The Faith of Our Mothers ~ The Rev. Dcn. Dollie Wilkinson, OPI
Last Sunday, I attended a baby shower for my niece. It was a bittersweet day because while my niece is thrilled to be expecting her first born child, a little girl, her pregnancy has been fraught with health issues. Also, her own Mom passed away shortly after she was born. So she never knew her Mom, and is sad that her daughter will never know her Grandmother. I also imagine today, being Mother’s Day, will be a joyful, but bittersweet day, for her as well.
Mother’s Day is always a happy day for those who are blessed to have their Mom near, or for Moms who enjoy spending time with their children. The origin of Mother’s Day dates back centuries. The ancient Greeks held an annual festival to honor the goddess Rhea, wife of Cronus and mother of many deities of Greek mythology. Ancient Romans held a spring festival in honor of Cybele, a mother goddess. Early Christians held a festival on the fourth Sunday of Lent in honor of the Virgin Mary, Mother of Christ. In the U.S., Mother’s Day is a more recent holiday, born of a daughter’s desire to honor the legacy of her mother.
Ann Reeves Jarvis was the mother of eleven children living in West Virginia. She was active in church and civic affairs.

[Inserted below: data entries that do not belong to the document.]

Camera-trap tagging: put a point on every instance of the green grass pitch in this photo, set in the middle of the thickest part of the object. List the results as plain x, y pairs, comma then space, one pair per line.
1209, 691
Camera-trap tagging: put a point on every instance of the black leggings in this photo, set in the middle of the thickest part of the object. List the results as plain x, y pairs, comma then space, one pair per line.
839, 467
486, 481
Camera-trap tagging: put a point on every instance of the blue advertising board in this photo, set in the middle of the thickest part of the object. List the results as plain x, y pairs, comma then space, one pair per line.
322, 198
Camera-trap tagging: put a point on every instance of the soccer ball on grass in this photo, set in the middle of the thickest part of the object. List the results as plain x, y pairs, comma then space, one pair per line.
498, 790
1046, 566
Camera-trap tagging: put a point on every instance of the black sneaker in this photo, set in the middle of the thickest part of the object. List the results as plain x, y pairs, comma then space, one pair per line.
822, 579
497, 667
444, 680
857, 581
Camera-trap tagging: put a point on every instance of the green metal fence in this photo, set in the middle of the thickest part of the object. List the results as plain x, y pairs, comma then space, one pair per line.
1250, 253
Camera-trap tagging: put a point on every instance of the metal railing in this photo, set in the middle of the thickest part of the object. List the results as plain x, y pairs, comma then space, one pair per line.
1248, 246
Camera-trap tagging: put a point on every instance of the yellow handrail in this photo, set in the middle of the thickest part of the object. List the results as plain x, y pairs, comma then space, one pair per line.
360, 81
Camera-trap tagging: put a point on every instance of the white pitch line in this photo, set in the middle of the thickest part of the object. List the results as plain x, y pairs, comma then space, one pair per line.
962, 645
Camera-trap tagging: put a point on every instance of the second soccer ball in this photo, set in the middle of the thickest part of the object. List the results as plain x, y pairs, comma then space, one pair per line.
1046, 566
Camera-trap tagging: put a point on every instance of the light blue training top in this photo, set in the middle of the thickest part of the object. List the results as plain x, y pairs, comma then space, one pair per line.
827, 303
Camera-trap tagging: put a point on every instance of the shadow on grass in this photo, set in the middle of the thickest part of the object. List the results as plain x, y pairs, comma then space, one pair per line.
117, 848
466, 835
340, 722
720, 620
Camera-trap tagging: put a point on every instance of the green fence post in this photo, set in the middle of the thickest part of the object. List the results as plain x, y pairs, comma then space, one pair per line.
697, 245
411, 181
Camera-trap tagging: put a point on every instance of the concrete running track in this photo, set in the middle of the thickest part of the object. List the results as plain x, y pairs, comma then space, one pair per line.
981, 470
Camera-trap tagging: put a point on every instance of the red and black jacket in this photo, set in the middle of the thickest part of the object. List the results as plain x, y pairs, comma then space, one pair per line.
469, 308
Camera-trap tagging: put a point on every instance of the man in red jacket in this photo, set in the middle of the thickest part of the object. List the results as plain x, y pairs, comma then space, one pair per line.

Concerned about poor health and sanitary conditions in her community that contributed to the high mortality rate of children, in the 1850s she organized Mothers Day Work Groups at local churches to provide women to care for families with tubercular mothers, inspect milk for children, and procure medicine for the indigent. The work groups also tended to wounded Union and Confederate soldiers returning from the Civil War. After the war ended, Jarvis and other women organized Mother’s Friendship Day picnics and other events as pacifist activities in the hope of uniting former Civil War foes.
In 1905, Ann Reeves Jarvis died. Three years later, on May 10, 1908, through the efforts of Jarvis’ daughter, Anna Marie, families gathered at events held at Ann Reeves Jarvis’ hometown church in Grafton, West Virginia. These events spread to other cities and states until 1914 when President Woodrow Wilson declared the second Sunday in May as Mother’s Day in the U.S. These early celebrations were a time when families gathered at their homes with their mothers. The purposeful designation of “Mother’s” rather than the plural “Mothers’” Day was intended to stress that the holiday is more about honoring your own mother than the collective mom. We all know that none of us would be here without our Moms (obviously), but I also feel that no one of us would be who we are today with out the positive influence of a loving, caring mother. Even for those who lost their Moms way too soon, the impact these women have had on their children will be felt throughout their lives.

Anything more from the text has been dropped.